Pfarrverband Rottenbuch

Fastenzeit 2021

Nun ist es wieder soweit. Die Fastenzeit ist mit dem Aschermittwoch angebrochen. „Sieben Wochen ohne“, so lautet oft die Überschrift. Sieben Wochen ohne? Das kann nicht ernst gemeint sein.  Auf was sollen wir denn noch verzichten? Kann man nicht wenigstens im Jahr 2021 auf die Fastenzeit verzichten? Das wäre doch ein starkes Zeichen und ich bin mir sicher, alle würden mitmachen.  

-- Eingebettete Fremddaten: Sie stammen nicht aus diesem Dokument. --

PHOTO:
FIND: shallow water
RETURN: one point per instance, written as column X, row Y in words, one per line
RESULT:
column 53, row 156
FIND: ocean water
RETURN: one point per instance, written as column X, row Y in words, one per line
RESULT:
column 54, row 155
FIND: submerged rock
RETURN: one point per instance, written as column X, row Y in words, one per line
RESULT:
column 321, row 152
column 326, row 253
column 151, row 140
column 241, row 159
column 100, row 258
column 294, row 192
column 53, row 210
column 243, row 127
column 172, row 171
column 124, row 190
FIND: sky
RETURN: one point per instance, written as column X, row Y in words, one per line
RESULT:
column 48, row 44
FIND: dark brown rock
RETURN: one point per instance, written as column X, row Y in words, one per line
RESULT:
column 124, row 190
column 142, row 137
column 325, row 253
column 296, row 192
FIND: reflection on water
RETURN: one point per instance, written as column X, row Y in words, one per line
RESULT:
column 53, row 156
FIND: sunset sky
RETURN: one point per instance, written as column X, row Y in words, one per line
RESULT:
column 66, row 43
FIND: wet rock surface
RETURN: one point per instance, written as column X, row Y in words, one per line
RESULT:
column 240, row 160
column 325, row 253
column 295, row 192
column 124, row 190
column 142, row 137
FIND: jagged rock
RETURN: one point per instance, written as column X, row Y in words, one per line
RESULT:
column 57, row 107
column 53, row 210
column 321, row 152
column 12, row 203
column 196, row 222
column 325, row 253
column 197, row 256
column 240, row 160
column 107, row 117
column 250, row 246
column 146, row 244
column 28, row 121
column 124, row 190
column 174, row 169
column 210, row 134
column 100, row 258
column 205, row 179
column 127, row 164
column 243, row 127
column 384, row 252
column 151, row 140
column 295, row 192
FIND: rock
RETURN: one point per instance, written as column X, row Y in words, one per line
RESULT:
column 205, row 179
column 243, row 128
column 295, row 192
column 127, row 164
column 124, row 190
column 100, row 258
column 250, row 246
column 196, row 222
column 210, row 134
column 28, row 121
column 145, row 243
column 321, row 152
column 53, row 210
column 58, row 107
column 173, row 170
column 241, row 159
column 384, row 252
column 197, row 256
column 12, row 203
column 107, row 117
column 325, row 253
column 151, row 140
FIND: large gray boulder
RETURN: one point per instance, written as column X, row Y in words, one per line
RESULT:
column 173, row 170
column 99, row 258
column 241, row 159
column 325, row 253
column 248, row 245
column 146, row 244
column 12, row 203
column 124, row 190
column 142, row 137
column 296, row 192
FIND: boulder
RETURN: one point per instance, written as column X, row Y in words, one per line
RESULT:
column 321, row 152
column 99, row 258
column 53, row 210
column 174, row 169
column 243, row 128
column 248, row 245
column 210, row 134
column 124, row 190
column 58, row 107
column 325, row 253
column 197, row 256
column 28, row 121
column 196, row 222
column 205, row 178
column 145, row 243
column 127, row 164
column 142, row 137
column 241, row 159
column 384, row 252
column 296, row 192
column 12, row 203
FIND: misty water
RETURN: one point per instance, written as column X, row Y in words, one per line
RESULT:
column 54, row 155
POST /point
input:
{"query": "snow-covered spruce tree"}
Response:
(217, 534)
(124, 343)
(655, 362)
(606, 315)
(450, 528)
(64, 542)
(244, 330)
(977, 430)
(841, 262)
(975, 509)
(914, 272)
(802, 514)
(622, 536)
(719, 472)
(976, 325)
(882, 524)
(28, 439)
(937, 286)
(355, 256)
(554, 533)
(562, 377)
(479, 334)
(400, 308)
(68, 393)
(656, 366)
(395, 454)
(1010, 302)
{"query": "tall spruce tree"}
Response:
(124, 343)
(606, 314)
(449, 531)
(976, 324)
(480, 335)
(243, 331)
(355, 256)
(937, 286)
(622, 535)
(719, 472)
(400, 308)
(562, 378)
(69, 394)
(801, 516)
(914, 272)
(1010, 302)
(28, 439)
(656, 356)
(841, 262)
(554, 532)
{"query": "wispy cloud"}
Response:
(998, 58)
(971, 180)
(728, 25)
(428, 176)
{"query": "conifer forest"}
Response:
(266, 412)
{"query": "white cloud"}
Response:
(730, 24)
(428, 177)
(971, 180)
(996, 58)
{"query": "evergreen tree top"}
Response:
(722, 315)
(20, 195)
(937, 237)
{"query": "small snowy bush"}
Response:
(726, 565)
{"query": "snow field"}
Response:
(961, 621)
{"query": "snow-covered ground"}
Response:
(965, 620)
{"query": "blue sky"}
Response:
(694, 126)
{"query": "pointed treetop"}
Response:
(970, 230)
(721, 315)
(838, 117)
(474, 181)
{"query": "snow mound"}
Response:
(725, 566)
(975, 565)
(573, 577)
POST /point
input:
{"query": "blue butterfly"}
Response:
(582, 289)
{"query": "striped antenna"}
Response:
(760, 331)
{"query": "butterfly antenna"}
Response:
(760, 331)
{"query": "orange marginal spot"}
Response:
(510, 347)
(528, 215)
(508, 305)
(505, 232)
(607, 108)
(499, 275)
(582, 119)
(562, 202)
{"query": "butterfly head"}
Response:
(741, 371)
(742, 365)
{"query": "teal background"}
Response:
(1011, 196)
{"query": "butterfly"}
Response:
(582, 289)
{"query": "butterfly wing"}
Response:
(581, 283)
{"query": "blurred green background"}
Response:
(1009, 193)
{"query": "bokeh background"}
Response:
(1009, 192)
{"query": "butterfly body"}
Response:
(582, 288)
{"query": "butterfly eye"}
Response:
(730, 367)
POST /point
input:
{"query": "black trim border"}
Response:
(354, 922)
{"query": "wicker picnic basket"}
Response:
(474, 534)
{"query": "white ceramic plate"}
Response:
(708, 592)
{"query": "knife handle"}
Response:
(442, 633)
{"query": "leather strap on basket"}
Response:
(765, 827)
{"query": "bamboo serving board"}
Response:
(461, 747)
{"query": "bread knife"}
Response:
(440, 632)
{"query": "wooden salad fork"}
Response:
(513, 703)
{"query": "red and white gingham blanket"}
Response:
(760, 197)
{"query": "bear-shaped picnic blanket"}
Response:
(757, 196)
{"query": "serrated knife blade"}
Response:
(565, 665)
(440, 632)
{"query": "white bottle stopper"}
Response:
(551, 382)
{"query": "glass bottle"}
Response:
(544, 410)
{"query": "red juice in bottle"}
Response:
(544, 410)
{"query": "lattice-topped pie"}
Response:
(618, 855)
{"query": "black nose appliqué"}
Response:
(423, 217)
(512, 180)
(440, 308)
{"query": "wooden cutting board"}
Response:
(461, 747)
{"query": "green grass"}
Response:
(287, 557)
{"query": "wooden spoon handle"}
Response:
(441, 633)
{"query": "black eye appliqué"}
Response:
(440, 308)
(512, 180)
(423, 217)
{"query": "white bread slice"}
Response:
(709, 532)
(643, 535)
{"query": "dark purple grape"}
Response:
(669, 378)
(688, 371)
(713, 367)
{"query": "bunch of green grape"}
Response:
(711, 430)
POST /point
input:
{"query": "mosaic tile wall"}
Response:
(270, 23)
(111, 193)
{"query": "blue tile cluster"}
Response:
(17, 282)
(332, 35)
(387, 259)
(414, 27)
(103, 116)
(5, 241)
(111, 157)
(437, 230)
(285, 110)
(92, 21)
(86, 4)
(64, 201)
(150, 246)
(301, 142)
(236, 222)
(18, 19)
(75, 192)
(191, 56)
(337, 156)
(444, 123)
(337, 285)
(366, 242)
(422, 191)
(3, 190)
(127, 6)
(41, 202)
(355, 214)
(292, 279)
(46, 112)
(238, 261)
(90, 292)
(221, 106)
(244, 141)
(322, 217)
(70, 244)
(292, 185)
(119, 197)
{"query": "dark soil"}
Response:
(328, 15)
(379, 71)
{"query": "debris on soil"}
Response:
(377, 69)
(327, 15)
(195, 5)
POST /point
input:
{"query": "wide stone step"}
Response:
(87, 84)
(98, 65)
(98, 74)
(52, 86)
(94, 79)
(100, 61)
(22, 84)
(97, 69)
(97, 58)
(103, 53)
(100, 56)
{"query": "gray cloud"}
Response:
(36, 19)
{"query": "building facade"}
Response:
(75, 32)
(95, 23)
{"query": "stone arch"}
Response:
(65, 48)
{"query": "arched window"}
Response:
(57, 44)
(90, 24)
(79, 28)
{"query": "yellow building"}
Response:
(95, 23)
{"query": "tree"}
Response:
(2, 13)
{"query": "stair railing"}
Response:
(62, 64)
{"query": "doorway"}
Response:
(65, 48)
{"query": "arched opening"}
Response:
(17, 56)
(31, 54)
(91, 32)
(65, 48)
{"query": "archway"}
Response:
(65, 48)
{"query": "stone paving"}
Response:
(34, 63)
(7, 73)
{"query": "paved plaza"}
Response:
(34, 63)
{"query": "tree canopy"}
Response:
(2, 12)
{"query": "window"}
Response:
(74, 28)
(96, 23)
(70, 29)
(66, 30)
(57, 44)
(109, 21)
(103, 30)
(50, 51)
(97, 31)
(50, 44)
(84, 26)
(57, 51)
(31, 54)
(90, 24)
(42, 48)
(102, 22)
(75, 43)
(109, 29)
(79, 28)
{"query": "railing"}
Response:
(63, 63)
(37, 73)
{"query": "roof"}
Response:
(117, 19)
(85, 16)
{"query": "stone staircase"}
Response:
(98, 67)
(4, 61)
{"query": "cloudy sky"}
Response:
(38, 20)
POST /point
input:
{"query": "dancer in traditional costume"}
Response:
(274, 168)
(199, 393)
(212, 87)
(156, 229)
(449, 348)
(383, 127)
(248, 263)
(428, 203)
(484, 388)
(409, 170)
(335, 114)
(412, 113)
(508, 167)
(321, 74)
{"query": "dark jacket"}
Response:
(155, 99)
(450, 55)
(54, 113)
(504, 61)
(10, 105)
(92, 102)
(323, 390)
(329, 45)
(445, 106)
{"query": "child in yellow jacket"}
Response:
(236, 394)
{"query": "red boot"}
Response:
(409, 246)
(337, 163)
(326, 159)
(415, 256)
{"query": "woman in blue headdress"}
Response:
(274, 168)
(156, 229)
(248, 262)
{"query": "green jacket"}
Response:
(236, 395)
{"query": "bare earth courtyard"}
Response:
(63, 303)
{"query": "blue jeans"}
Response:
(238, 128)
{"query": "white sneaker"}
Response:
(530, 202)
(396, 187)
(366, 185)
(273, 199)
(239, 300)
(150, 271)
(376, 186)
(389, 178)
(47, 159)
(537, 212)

Vermutlich ist dies nicht möglich. Dann habe ich eine andere Idee: Wir drehen dein Spieß einfach einmal um. Warum sieben Wochen ohne? – wenn es auch sieben Wochen mit geht?! Im Evangelium heißt es doch: „Kehrt um, und glaubt an das Evangelium“ (Mk 1, 15b) Also kehren wir um und machen es einmal anders in dieser Fastenzeit. Opfer haben wir genug gebracht. Warum also gerade jetzt auf Alkohol, Zigaretten, Fernseher, Computer, Handy usw. verzichten? Es gibt Wichtigeres. 

Der Erzbischof von München und Freising, Reinhard Kardinal Marx macht in seinem Fastenhirtenbrief drei Vorschläge, die wir uns in dieser Fastenzeit zu Herzen nehmen sollten: 

Erstens die Toten nicht vergessen. Gerade im vergangenen Jahr war besonders das Sterben von Angehörigen eine schmerzliche Erfahrung. Ein Abschiednehmen war nicht möglich und die Begräbnisse konnten oft nur im kleinen Rahmen stattfinden. Erinnern wir uns in ihre Namen, beten wir noch einmal für sie. 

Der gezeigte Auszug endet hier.